15. Add a message center.

Establish a message center in an easily viewable spot, such as next to the refrigerator. Put a bulletin board, chalkboard, or whiteboard on the wall to create a spot to jot down reminders or grocery lists. Store a calendar, notebook, and writing utensils in a nearby drawer or wall-mounted baskets.

16. Consider electrical outlets.

Ensure your kitchen includes plenty of electrical outlets in areas where you plan to use a coffee pot, toaster oven, blender, and other countertop appliances. Install multiple outlets along the backsplash and on the island so you'll have electricity wherever you need it. For extra customization, consider outfitting a drawer with outlets and USB ports to create a hidden charging station for devices.
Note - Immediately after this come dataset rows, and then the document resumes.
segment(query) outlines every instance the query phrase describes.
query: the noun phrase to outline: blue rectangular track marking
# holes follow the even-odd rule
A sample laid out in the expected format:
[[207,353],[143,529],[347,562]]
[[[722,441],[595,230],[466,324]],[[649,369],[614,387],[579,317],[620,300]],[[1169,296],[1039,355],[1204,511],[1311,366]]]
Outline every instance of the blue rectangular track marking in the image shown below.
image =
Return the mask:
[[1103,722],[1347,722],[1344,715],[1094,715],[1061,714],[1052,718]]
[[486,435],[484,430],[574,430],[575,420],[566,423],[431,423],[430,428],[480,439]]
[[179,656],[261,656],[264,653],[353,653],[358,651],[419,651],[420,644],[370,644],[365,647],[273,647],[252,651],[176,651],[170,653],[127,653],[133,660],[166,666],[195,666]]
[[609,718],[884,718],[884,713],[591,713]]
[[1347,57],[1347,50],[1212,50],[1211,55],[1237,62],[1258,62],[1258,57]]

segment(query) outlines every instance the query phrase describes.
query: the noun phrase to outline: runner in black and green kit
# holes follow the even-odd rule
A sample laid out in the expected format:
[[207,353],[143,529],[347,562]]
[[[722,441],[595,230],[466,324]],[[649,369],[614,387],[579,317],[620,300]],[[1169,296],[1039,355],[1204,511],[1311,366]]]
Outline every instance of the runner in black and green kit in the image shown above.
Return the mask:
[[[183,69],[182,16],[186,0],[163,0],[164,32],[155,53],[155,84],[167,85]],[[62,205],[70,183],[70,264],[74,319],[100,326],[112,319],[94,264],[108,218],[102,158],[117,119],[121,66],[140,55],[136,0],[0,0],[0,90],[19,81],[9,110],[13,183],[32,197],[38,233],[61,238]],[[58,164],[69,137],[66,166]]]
17. Cut kitchen cleaning time.

Careful design decisions make kitchen cleaning easier. For example, glass refrigerator shelves catch spills that wire shelves let through. Flush-set or undermount sinks don't have a crumb-catching rim to worry about. Matte finishes don't show dirt as much as glossy ones do.

Credit: Lincoln Barbour

18. Break up cabinetry blocks.

Kitchen walls completely covered in cabinetry can appear heavy and uninteresting. Break up long blocks of doors and drawers by adding interesting details such as glass doors and display shelving. You can also try placing wine storage or windows between cabinet areas.

19. Use light colors in a small kitchen.

Dark color schemes can shrink an already small space and make it less inviting. Use soft shades on kitchen cabinets to visually expand a small room. Outfit large windows with simple window treatments to ensure the space receives plenty of natural light.

20. Find a focal point.

Choose one focal point within your kitchen design that draws the eye or makes a bold statement. Splashy backsplash tile, fancy flooring, a sizable range hood, bright kitchen cabinets, or patterned countertops can all serve as the attention-grabbing element. Once you select the focus, complement that area with a few other quieter but still eye-catching details.

Comments (3)

Anonymous
November 30, 2020
I really like your ideas for designing our kitchens. Thanks for sharing it:)
Anonymous
November 7, 2020
I have never understood the attraction of a pot filler. I get it that it is more convenient to fill the pot on the stove rather than carry a full pot from the sink. But just as difficult and more dangerous is to carry a pot of scalding hot water from the stove to the sink. Where else would you dump the water?
Anonymous
November 7, 2020
Perhaps this article was geared solely toward new construction, not a remodel. Still, I would like to point out that many, many, many homes (perhaps the majority) in this country do not and will not have space for an island or even a peninsula. The assumption in the article that there WILL be an island in the design, I think contributes to the obsession with shoehorning islands into inappropriate spaces.